On February 24, 2014, Mt. Gox suspended trading and went offline. Eventually, it came to light that the Mt. Gox infrastructure had been exploited by attackers multiple times over the course of several years. The attackers had slowly stolen the exchange from its bitcoin by manipulating parts of the transaction data, a feature known as transaction malleability — leading Mt. Gox to believe that certain withdrawals had not occurred, leading it to send the requested funds multiple times.
Earlier that month, Mt. Gox went offline for a few hours, and his team issued a press release. blaming the Bitcoin protocol itself for being faulty in its transaction monitoring mechanism. Upon receiving a withdrawal request, the exchange would look at the Bitcoin blockchain to confirm the withdrawal transaction ID, a hash constructed from the transaction data. However, a transaction ID is only final once the transaction is confirmed on the blockchain, a feature that allows attackers to alter parts of the transaction, not including the inputs and outputs, and thereby alter your ID. . The result? The Mt. Gox database would not show a successful withdrawal as the specific transaction ID the exchange was looking for would never make it to a block, but the attacker would still receive the bitcoin when the altered transaction was confirmed. (It is important to reiterate that this was a failure of Mt. Gox, and not of the Bitcoin protocol.)
Although this accounting discrepancy was, Amazingly never seenon February 24, 2014 an internal Mt. Gox document leaked, detailing the size of the hole he had actually dug for himself. The document stated that more than 800,000 bitcoins were stolen, worth more than $430 million at the time and nearly $18 billion now; nine years later and customers are still waiting to get some of their bitcoin back.

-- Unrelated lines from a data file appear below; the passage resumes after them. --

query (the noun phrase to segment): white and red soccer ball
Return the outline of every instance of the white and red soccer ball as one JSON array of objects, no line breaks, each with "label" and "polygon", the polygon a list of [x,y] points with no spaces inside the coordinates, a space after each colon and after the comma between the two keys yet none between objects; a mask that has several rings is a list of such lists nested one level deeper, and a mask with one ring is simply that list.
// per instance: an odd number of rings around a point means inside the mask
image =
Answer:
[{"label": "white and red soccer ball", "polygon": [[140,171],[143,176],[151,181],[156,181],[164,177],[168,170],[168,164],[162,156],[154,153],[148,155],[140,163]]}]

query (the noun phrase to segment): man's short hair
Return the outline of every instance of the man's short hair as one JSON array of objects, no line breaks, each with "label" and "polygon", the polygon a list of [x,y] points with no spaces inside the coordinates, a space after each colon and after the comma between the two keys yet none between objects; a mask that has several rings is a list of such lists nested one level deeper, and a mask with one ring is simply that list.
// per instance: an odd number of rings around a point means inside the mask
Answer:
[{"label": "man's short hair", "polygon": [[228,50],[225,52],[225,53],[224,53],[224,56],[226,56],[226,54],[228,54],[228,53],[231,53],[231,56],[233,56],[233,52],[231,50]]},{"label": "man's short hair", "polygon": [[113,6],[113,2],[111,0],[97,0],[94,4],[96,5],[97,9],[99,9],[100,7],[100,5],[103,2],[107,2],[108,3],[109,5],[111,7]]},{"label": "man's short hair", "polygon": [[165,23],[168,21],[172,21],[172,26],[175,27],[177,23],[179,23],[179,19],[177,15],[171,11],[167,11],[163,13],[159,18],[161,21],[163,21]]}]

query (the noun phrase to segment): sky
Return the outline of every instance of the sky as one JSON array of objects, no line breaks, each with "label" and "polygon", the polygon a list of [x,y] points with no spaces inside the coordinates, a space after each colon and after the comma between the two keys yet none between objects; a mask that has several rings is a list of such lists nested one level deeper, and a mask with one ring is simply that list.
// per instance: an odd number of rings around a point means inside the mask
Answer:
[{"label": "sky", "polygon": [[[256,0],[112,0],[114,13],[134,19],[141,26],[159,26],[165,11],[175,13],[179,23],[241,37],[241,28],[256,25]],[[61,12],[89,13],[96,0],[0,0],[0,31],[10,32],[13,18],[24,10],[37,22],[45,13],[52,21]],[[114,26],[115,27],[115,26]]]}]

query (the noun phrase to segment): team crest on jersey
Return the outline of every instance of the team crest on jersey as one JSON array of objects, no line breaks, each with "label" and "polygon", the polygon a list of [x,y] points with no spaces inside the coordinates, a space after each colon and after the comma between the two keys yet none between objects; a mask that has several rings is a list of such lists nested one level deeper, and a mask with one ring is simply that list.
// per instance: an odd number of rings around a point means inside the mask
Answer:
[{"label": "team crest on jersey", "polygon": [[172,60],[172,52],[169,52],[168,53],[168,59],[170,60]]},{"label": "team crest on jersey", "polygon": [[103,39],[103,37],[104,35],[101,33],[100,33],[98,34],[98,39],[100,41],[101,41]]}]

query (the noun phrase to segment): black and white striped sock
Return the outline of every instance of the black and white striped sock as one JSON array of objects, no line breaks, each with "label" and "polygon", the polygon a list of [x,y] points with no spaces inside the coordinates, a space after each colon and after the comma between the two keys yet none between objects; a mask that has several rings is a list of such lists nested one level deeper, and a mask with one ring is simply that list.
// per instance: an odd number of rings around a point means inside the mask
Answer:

At the time of the failure, Mt. Gox was estimated to be handling up to 70% of all bitcoins traded worldwide. For comparison, the FTX crash accounted for more than $8 billion in fraud, or less than half the corresponding amount of bitcoin lost with Mt. Gox. The Sam Bankman-Fried trade was notable, but it was not ranked #1 worldwide at the time of the flop.
While the two exchanges differed in terms of how they crashed, the main problem was the same: centralized exchanges represent single points of failure. In both cases, the CEOs failed their clients, who had entrusted them with custody of their bitcoin. For all exchanges, the risk of error, fraud, or bankruptcy is a pervasive threat that should be treated as such. It’s never too late to go into self-custody and take control of your bitcoin.